To the Senate of the United States:
In reply to a resolution of the Senate passed April 25, 1882, I transmit herewith a communication, with accompanying papers, from the Secretary of the Navy, in relation to the title by which the United States holds the land now occupied as a navy-yard at Boston, Mass.
CHESTER A. ARTHUR.
EXECUTIVE MANSION, August 5, 1882.
To the House of Representatives:
I transmit herewith a report of the Secretary of State, submitted in compliance with the resolution of the House of Representatives of the 28th of June, calling for additional information respecting the case of American citizens under arrest in Ireland.
CHESTER A. ARTHUR.
EXECUTIVE MANSION, Washington, August 7, 1882.
To the Senate of the United States:
I transmit herewith to the Senate, with a view to ratification, a convention concluded this day between the United States of America and His Majesty the King of Spain, supplementary to the extradition convention concluded between said countries on the 5th day of January, 1877.
CHESTER A. ARTHUR.
VETO MESSAGES.
EXECUTIVE MANSION, Washington, April 4, 1882.
To the Senate of the United States:
After careful consideration of Senate bill No. 71, entitled “An act to execute certain treaty stipulations relating to Chinese,” I herewith return it to the Senate, in which it originated, with my objections to its passage.
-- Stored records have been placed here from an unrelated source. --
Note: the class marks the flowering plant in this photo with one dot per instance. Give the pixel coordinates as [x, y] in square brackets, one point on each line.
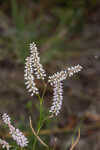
[33, 71]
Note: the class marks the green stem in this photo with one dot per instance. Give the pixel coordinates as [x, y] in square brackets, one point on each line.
[40, 122]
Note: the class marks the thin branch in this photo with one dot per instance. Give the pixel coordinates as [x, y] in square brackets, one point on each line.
[77, 140]
[39, 139]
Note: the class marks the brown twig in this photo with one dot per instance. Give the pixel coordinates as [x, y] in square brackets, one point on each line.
[39, 139]
[77, 140]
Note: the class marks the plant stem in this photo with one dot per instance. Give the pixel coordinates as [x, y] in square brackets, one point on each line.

A nation is justified in repudiating its treaty obligations only when they are in conflict with great paramount interests. Even then all possible reasonable means for modifying or changing those obligations by mutual agreement should be exhausted before resorting to the supreme right of refusal to comply with them.
These rules have governed the United States in their past intercourse with other powers as one of the family of nations. I am persuaded that if Congress can feel that this act violates the faith of the nation as pledged to China it will concur with me in rejecting this particular mode of regulating Chinese immigration, and will endeavor to find another which shall meet the expectations of the people of the United States without coming in conflict with the rights of China.
The present treaty relations between that power and the United States spring from an antagonism which arose between our paramount domestic interests and our previous relations.